Феликс не оборачивался. Он знал, до пронзительной дрожи в позвоночнике чувствовал, что и за спиной у него сейчас не спаленное солнцем плоскогорье, где, кроме знакомых ему до последней трещины развалин, ржавых гвоздей и обломке! штукатурки, ничего не отыщешь, — там, за крепостной стеной вытянулись приплюснутые к земле казармы из того же ракушняка и по левую руку — пороховой склад, а за ним — госпиталь, и дальше — ровная, высеченная в камне площадка — строевой плац, и сбоку — церковь с прохладным полусумраком внутри, и по правую руку — флигеля для штаб- и обер-офицеров, и комендантский дом с двумя неуклюже вытесанными львами перед входом. У самого края плато развевался флаг на высокой мачте, и под ним, разгоняя предутренний сон, прохаживался часовой.
Феликс ощутил все это там, позади, и даже увидел, как за углом казармы солдат в белых подштанниках, соскочив с нар до побудки, справляет малую нужду, а в это время наверху над плацем, над всей крепостью уже горит червонным золотом крест и блекло голубеет, мешая синеву с багрянцем зари церковный купол…
Примерно так все здесь выглядело в тот день, то утро 1848 года, когда парусное суденышко доставило сюда Зигмунта Сераковского, после ареста третьим отделением, без суда и следствия, по высочайшей воле «сданного в солдаты». (Годом раньше, мелькнуло у Феликса, жандармская тройка мчала в Оренбургские линейные батальоны Тараса Шевченко, годом позже помчит в сибирскую каторгу Достоевского и Петрашевского… Заурядная в те времена судьба для незаурядных людей. Зигмунт среди них был самый молодой — вчерашний, не кончивший курса студент). Все тут было ему внове: это тяжелое, взбухающее над горизонтом солнце, эта тоскливая пустота моря, неподвижного, словно из ртути, эти приземистые дома с мутными от песка стеклами, эти унылые звуки — посвист ветра в расщелинах, звяканье цепи и плеск ведра в глубине колодца, далекий, похожий на рыдание, вскрик верблюдицы… Феликс прислушался. Ему вдруг представились нелепыми, невозможными здесь — его сигарета, барнаульский коробок… «Не допускайте лесных пожаров»… Он досадливо спрятал его в карман.
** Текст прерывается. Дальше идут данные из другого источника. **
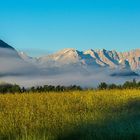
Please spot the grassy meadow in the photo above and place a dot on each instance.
(79, 115)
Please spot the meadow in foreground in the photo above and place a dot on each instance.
(79, 115)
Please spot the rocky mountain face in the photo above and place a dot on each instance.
(11, 63)
(70, 60)
(94, 58)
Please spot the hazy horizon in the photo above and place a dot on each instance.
(38, 27)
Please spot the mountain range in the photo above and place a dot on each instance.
(67, 62)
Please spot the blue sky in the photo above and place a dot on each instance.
(39, 27)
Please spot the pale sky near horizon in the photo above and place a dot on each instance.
(39, 27)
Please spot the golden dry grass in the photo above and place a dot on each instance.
(107, 114)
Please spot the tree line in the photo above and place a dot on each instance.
(127, 85)
(10, 88)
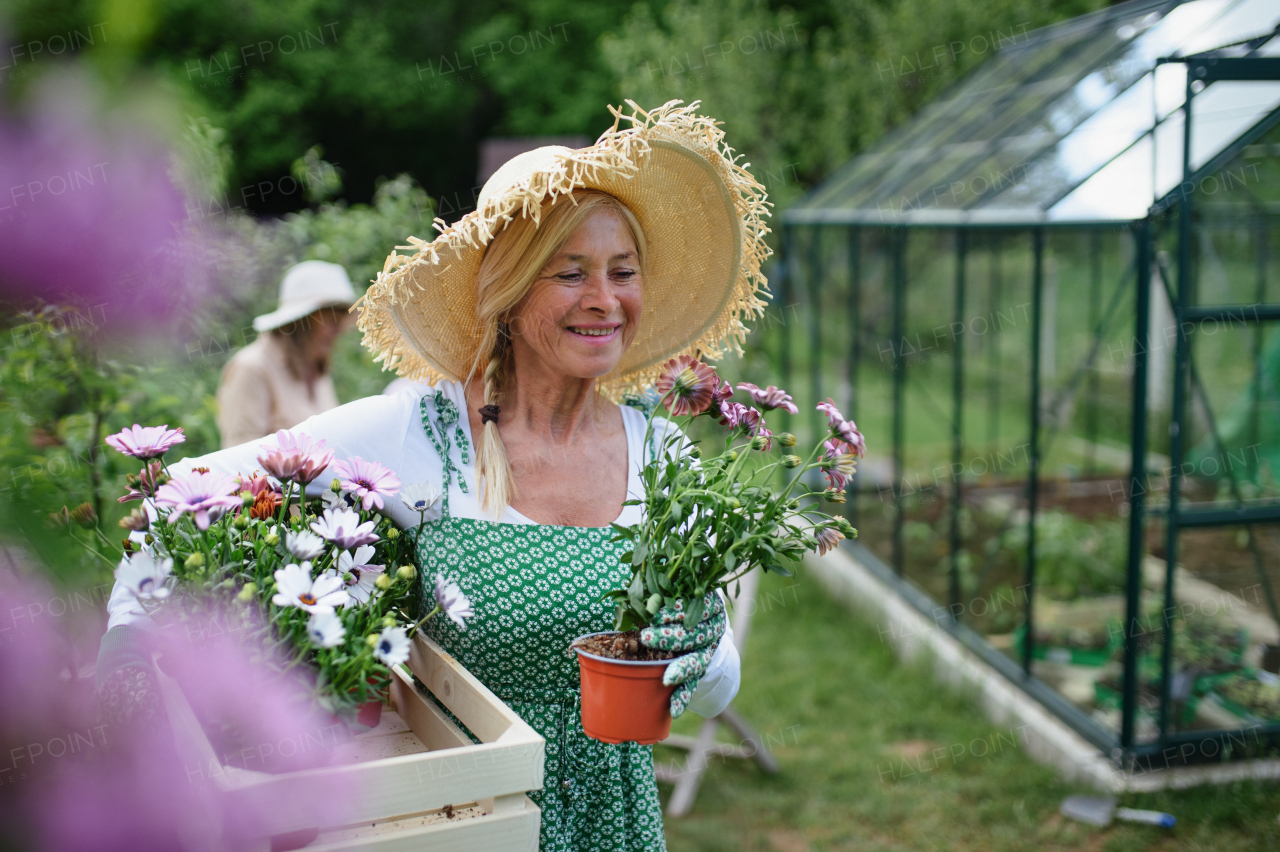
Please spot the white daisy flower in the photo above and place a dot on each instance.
(297, 589)
(357, 575)
(421, 498)
(452, 601)
(145, 576)
(304, 545)
(325, 630)
(392, 646)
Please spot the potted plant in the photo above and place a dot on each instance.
(705, 522)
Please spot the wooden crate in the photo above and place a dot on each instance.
(406, 770)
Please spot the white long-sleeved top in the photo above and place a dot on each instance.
(389, 430)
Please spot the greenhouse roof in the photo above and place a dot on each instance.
(1075, 123)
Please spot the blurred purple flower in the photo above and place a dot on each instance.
(769, 397)
(87, 210)
(369, 481)
(205, 495)
(296, 457)
(92, 787)
(146, 441)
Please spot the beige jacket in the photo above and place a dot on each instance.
(259, 395)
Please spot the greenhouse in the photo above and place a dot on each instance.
(1050, 301)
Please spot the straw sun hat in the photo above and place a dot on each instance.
(703, 218)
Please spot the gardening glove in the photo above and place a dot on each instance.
(668, 633)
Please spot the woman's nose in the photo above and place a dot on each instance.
(598, 293)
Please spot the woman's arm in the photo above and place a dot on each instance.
(716, 690)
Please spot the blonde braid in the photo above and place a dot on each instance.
(493, 467)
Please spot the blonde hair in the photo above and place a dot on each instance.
(507, 273)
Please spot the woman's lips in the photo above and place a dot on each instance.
(595, 335)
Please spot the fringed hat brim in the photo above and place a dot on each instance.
(702, 214)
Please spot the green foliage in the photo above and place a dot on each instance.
(1074, 558)
(709, 521)
(62, 393)
(228, 572)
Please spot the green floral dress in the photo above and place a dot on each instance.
(535, 589)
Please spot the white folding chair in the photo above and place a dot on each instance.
(688, 775)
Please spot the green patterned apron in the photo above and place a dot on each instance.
(534, 590)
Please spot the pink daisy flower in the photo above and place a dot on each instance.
(295, 457)
(146, 441)
(205, 495)
(686, 385)
(769, 398)
(368, 481)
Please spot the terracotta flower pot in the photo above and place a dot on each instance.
(625, 700)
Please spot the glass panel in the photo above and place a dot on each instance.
(1170, 87)
(1169, 154)
(1224, 627)
(1119, 191)
(1225, 110)
(1246, 19)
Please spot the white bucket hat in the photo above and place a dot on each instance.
(306, 288)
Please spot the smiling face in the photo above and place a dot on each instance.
(584, 307)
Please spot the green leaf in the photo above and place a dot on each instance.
(694, 612)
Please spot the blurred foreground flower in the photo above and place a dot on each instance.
(73, 178)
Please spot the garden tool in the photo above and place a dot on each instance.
(1100, 810)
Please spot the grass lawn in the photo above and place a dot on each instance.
(856, 732)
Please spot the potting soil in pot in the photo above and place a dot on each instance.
(624, 646)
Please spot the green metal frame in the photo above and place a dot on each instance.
(1123, 746)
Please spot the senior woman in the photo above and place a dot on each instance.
(577, 276)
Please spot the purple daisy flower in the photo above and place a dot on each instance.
(205, 495)
(369, 481)
(769, 398)
(146, 441)
(343, 528)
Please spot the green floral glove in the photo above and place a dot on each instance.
(668, 633)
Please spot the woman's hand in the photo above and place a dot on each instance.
(668, 633)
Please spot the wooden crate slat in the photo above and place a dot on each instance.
(414, 763)
(460, 691)
(515, 829)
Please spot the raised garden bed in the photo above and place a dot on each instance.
(406, 772)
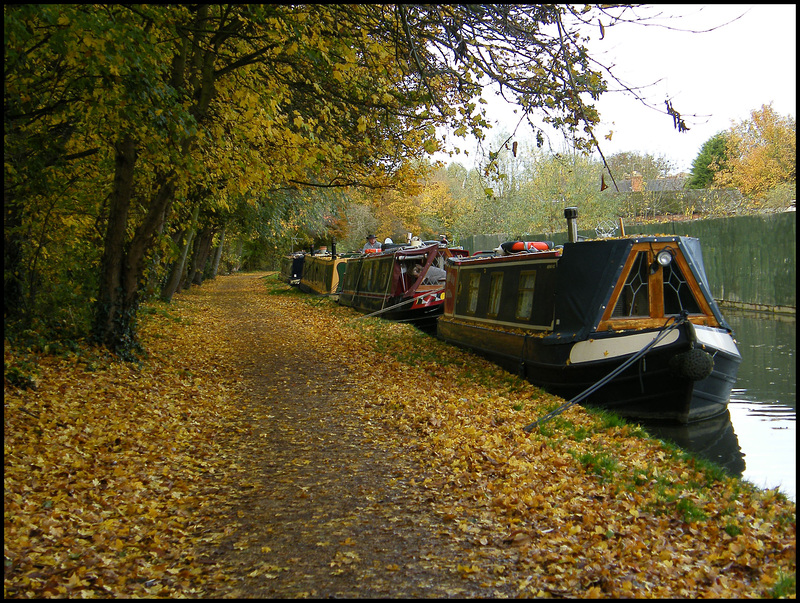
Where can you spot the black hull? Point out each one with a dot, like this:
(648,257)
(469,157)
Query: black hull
(647,390)
(398,309)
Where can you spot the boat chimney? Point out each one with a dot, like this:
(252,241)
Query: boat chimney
(571,214)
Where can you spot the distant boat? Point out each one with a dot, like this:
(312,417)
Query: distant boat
(322,273)
(567,318)
(292,268)
(384,284)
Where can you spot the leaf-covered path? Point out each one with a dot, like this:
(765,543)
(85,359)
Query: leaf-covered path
(275,444)
(327,510)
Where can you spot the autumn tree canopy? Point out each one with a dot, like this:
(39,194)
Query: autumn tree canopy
(761,153)
(121,121)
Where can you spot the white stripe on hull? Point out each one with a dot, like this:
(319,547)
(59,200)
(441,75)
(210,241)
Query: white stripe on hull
(592,350)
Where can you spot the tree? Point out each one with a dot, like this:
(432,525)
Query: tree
(711,159)
(761,153)
(120,119)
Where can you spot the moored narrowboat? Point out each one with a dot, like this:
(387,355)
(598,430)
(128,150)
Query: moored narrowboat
(322,273)
(566,318)
(403,283)
(292,268)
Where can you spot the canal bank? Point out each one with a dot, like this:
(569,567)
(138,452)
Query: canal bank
(757,439)
(750,261)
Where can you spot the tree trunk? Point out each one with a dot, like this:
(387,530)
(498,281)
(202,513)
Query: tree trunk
(179,265)
(109,310)
(123,264)
(200,258)
(217,255)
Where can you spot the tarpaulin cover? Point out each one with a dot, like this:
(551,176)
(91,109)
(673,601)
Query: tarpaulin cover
(587,273)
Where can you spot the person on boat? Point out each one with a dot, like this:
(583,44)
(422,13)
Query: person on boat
(372,243)
(433,276)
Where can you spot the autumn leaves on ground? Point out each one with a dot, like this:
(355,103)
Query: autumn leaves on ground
(273,444)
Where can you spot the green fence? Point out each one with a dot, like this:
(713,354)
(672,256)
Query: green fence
(750,260)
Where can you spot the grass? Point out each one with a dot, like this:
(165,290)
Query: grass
(786,586)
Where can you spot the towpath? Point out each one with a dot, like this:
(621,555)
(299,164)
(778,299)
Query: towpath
(327,510)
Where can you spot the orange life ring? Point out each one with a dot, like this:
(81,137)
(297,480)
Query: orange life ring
(518,246)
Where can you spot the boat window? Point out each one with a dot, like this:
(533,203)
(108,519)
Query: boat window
(495,289)
(474,287)
(634,299)
(677,294)
(370,272)
(527,280)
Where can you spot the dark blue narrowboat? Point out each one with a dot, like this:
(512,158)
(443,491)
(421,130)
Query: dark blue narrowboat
(566,318)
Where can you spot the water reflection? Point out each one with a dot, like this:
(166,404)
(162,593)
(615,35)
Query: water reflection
(756,439)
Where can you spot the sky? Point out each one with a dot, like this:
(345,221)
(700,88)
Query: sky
(712,78)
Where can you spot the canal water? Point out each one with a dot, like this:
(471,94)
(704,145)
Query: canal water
(757,438)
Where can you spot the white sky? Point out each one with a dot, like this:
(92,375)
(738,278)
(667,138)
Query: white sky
(713,78)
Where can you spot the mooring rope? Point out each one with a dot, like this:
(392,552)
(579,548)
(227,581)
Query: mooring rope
(381,311)
(593,388)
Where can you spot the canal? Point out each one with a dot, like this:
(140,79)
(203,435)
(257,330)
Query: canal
(757,439)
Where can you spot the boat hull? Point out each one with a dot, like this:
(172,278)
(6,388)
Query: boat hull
(322,274)
(650,389)
(581,323)
(382,285)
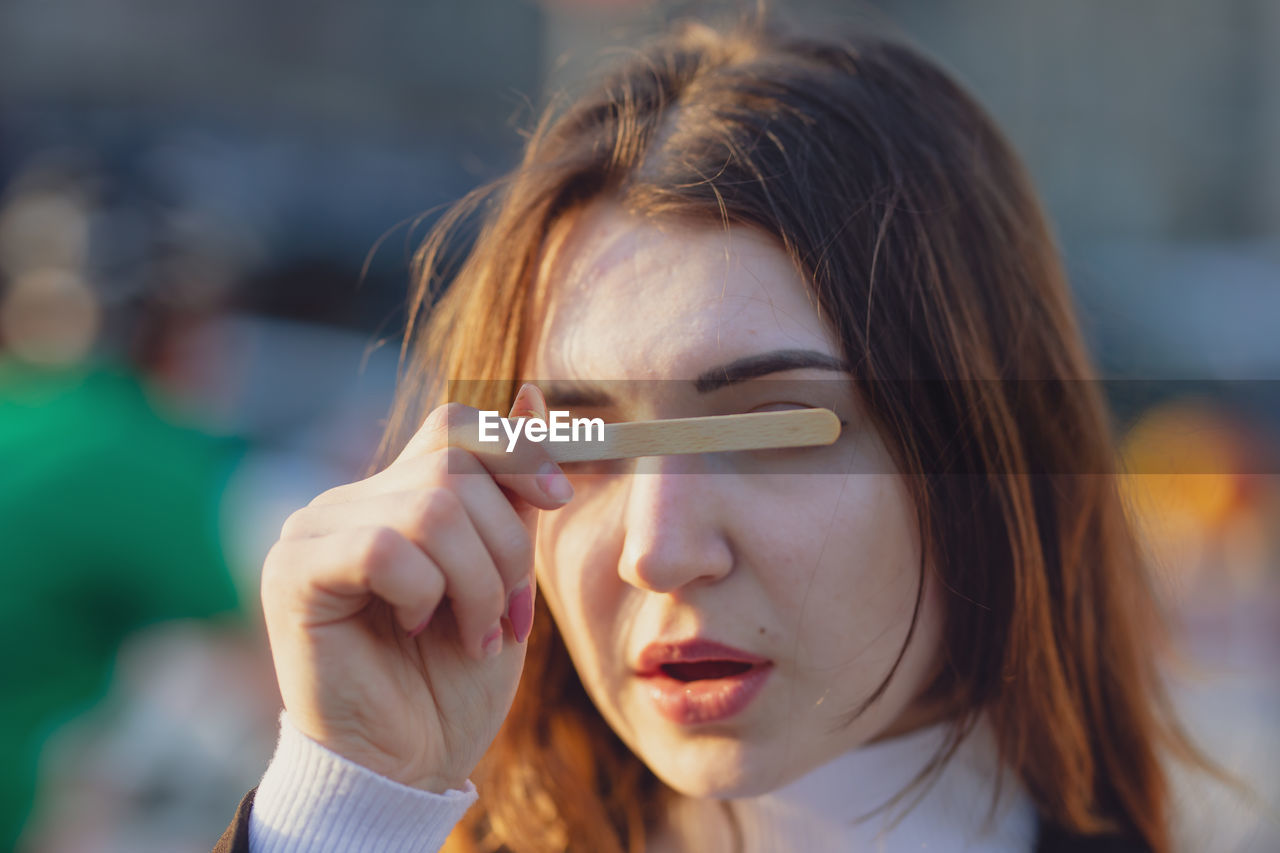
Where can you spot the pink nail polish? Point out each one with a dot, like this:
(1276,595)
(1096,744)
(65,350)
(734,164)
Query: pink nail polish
(553,483)
(520,612)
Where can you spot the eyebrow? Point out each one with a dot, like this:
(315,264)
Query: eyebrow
(570,395)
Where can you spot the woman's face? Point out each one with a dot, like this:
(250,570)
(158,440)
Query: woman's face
(807,560)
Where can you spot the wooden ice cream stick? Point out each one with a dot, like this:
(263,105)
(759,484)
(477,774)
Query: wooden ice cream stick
(753,430)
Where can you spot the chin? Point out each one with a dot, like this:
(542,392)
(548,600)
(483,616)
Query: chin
(711,766)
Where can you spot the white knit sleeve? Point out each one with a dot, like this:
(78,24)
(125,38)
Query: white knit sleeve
(316,801)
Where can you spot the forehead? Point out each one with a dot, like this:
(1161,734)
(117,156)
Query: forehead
(626,297)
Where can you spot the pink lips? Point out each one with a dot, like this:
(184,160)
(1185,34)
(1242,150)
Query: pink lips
(700,680)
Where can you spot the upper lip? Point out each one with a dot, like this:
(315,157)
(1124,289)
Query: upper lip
(690,651)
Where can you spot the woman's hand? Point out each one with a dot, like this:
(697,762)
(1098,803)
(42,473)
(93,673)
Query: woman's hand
(370,665)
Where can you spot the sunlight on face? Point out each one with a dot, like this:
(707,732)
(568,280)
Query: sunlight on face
(813,570)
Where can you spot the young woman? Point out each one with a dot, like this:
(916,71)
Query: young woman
(935,632)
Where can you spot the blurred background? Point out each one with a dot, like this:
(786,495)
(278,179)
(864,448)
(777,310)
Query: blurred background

Впрочем, не сигарета и не коробок сами по себе, а скорее вот это вороватое движение что-то нарушило, уличило в игре. И подлинное, то, что удалось ему было выделить, отцедить, утратило жесткость, устойчивость. Все переплелось: командировочное удостоверение, не отмеченное вчера, флаг на флагштоке и голодная истома в желудке — он не успел вечером в чайную, закрытую после семи… Феликс почувствовал злость на себя. За хилость, нищенство своего воображения. За театр, который сам же сочинил. За то, что еще секунда — и паутинно-тонкие нити оборвутся, легкая, как бы из пушинок одуванчика, постройка исчезнет, останется прочный, не ведающий сомнений в собственной определенности мир, в котором все или близко, или далеко, и существует лишь то, что существует…
Суматошно вились над склоном ласточки, облепившие расщелины своими гнездами. Сердито, человечьими голосами кричали залетевшие с моря чайки. Мысли Феликса скользнули в сторону. Он снова подумал о театре… Кому принадлежали эти слова — Фоме Аквимскому или Августину? Правда, в другой редакции: «Весь мир — театр, единственным зрителем которого является господь бог». Он увидел их на барабане купола собора Петра и Павла в Вильнюсе, на латинском, разумеется, он их и записал их по-латыни, чтобы проверить впоследствии, верно ли перевел экскурсовод. Слишком уж светски звучали они для собора… Потом, в свободные часы, после архива, он приходил сюда уже один, слушал орган, присев на скамью из дубовых, в ладонь толщиной досок, разглядывал скульптуры и лепнину, заполнявшие стены, ниши и потолки. Он и по всему городу бродил, как по собору, и в ушах у неотступно вибрировали золоченые звуки органа, перед глазами кружили хороводы свечей… Наконец он сообразил: в соборе пахло лилиями, а было лето, июль, и весь город словно пропитался их запахом, кисловатым и резким. Запах чистоты и непорочности… На старом городском рынке, в киосках, на цветочных базарчиках, в кафе, на столике выдачи рукописей, где его ежедневно поджидали новые груды папок, — всюду встречались ему крупные белые колокольцы с заостренными лепестками, золотистые изнутри от обильной пыльцы.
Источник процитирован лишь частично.